CJR’s Greg Marx has a nice post up assessing the value of targeting professional health care dissembler Betsy McCaughey.
On the one hand, as he notes, she’s had a profoundly negative impact on mainstream debate and deserves to be “named and shamed” for her deceptions. For that reason, I’m happy to see TNR publishing a lengthy McCaughey takedown (especially given the magazine’s role in her rise to media stardom).
However, like Marx, I don’t see the value in bringing her on TV to berate her (as MSNBC’s Dylan Ratigan did). At some point, it’s time to move past McCaughey and think about the larger problem she represents, as Marx argues:
[P]utting McCaughey on TV does imply a certain legitimacy. Against that concern, what is the corresponding benefit, other than giving the host a chance to take a scalp?
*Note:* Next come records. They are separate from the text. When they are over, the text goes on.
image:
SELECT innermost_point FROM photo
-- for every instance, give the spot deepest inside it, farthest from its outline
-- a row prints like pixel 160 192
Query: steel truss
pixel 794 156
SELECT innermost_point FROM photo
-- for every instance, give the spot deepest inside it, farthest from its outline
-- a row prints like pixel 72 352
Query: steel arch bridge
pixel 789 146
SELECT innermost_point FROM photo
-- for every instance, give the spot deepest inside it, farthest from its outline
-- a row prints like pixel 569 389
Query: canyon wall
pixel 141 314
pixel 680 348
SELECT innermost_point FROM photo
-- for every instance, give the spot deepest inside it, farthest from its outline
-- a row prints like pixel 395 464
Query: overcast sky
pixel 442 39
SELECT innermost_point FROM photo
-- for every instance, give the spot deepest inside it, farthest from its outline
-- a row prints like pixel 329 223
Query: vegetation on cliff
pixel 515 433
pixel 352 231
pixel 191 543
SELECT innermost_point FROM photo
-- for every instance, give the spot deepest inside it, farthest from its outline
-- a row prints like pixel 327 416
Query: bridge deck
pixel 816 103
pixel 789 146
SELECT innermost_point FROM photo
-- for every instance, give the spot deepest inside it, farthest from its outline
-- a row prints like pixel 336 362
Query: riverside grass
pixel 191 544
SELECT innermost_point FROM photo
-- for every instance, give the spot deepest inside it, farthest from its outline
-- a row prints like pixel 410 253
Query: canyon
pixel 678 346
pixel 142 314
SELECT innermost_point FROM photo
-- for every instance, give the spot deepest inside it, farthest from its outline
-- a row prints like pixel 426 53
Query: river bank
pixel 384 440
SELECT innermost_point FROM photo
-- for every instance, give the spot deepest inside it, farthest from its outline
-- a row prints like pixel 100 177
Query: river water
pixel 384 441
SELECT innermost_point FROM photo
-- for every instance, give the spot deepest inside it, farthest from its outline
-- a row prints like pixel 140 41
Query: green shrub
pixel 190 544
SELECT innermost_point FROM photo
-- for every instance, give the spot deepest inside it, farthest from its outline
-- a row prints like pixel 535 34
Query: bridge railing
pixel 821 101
By this point, any media outlet that’s been paying attention has made a decision about McCaughey’s credibility… The campaign against McCaughey has been welcome, but barring radical changes in the media environment, if we’re talking health care again in 2025, she’ll surely find an outlet for her claims again. The key is how the rest of the media responds.
This is the other danger, one that both Nyhan and Klein note—the possibility that by focusing on McCaughey personally, we may overlook the deeper patterns she has been able to exploit. As Klein writes, the problem is that “McCaughey isn’t just a liar. She’s an exciting liar”:
That’s not very helpful in the policy debate, but it’s very useful in the media debate… McCaughey might be something of a uniquely deceptive individual, but she’s taking advantage of a structural weakness in the system.
The upshot is that we need to address that “structural weakness”—not, at this point, keep competing to see who can do the best job of filleting McCaughey.